Powinniśmy być równi tylko wobec prawa.
Równość i równanie ludzi jest po prostu złe. Brak równości o ile nie jest zakłamany jest dobrym i rozwijającym zjawiskiem.
Na resztę ciężko coś odpisać, może poza... Trzymaj się!
A może jeszcze jedną rzecz napiszę. Warto wybaczać, to uzdrawia, obie strony. Wybaczanie zaś nie tylko obejmuje przebaczenie wyrządzonych nam krzywd, ale również wybaczenie sobie swoich błędów i grzechów.
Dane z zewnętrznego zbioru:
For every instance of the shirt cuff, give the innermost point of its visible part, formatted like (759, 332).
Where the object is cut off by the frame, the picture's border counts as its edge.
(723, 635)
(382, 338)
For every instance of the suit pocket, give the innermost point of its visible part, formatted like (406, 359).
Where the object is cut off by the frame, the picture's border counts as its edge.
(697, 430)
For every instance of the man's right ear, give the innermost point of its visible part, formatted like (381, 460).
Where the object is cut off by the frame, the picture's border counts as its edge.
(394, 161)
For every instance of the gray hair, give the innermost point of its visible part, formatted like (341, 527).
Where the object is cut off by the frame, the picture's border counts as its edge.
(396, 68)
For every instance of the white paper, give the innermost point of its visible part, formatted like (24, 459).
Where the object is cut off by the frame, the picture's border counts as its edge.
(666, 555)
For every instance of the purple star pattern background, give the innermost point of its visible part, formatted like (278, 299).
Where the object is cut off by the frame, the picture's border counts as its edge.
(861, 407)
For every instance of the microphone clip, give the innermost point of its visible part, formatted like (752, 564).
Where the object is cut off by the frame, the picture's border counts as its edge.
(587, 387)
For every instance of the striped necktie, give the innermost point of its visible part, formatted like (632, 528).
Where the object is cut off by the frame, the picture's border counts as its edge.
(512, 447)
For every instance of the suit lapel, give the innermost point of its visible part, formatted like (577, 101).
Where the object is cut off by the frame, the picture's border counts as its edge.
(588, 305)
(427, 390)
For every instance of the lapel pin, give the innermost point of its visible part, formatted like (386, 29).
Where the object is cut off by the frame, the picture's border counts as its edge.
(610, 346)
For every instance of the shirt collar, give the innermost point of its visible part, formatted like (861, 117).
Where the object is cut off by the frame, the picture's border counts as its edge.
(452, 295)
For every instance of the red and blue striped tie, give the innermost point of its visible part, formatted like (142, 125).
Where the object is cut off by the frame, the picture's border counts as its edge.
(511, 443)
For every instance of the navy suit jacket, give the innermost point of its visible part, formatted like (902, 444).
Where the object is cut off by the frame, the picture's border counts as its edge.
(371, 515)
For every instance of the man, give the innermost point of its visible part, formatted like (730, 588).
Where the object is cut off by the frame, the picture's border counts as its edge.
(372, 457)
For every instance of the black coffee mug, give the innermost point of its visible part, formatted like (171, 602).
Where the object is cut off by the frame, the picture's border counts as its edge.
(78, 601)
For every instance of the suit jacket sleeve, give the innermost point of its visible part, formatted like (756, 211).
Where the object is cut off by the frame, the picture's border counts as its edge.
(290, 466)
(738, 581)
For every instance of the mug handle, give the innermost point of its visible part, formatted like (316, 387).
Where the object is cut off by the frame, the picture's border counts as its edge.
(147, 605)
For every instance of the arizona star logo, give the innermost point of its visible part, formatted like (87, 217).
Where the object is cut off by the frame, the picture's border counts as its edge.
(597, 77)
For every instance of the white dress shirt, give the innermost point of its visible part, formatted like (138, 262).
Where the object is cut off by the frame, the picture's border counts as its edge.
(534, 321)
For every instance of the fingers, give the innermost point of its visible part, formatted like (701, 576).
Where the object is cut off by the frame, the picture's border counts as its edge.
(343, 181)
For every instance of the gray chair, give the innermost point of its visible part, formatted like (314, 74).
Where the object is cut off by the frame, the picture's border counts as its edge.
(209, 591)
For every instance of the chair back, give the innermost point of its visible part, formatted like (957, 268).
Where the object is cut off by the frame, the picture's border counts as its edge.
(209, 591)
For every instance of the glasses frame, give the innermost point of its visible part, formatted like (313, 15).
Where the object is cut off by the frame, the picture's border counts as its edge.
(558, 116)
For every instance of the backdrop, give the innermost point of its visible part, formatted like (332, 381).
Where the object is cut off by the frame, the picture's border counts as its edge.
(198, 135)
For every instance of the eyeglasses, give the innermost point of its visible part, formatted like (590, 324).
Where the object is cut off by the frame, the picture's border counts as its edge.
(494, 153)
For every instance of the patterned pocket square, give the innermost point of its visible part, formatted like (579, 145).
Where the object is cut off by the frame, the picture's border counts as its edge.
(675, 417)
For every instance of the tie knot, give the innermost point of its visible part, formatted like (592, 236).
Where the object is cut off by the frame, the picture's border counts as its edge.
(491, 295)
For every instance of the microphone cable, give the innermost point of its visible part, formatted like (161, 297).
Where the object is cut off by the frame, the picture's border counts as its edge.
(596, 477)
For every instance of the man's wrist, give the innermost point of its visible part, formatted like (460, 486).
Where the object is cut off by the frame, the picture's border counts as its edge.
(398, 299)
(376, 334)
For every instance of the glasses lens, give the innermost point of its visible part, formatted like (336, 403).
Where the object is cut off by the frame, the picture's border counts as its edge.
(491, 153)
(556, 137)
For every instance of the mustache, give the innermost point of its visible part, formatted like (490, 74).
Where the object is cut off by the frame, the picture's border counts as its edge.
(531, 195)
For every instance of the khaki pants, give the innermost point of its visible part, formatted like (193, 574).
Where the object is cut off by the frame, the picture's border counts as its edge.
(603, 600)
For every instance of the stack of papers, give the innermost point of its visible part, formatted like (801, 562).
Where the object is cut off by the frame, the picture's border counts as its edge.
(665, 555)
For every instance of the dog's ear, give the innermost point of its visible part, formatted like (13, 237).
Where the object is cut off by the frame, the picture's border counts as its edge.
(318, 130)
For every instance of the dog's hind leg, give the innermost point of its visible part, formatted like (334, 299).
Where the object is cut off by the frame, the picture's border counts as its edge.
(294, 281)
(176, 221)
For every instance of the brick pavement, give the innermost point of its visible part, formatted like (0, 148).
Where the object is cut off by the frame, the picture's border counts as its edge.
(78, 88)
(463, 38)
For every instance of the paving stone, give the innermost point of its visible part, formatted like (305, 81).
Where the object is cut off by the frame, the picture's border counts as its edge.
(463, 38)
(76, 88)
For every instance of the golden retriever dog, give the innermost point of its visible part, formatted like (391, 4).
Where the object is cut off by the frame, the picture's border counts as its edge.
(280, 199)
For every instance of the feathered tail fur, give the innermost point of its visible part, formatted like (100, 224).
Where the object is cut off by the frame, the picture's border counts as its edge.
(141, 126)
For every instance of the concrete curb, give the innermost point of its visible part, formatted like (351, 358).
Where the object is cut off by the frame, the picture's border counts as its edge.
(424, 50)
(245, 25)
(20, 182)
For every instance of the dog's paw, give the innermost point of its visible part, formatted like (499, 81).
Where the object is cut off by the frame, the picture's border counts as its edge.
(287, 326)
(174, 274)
I tego też życzę Panu, żeby udało się wybaczyć samemu sobie co otworzy drogę do kolejnych etapów naprawy tego co było złe.
Również Pozdrawia!
Co tak oficjalnie? Ale tak. Wobec śmierci wszyscy jesteśmy równi. +1. Brak równości to taki wyścig szczurów w doganianiu się nawzajem, lub totalnego odpuszczenia. Pogodzenia się z byciem przegrywemm, lub dążenie do celu, które nie zawsze jest czymś, co sprawiałoby nam szczęście. Ale brakiem szczęścia jest włożenie w siebie trudu. Jednakże osiągnięcie celu - To to, co tygryski lubią najbardziej. Z czasem jednak chce się coraz więcej mieć. To może sprawić, że zatracimy samych siebie.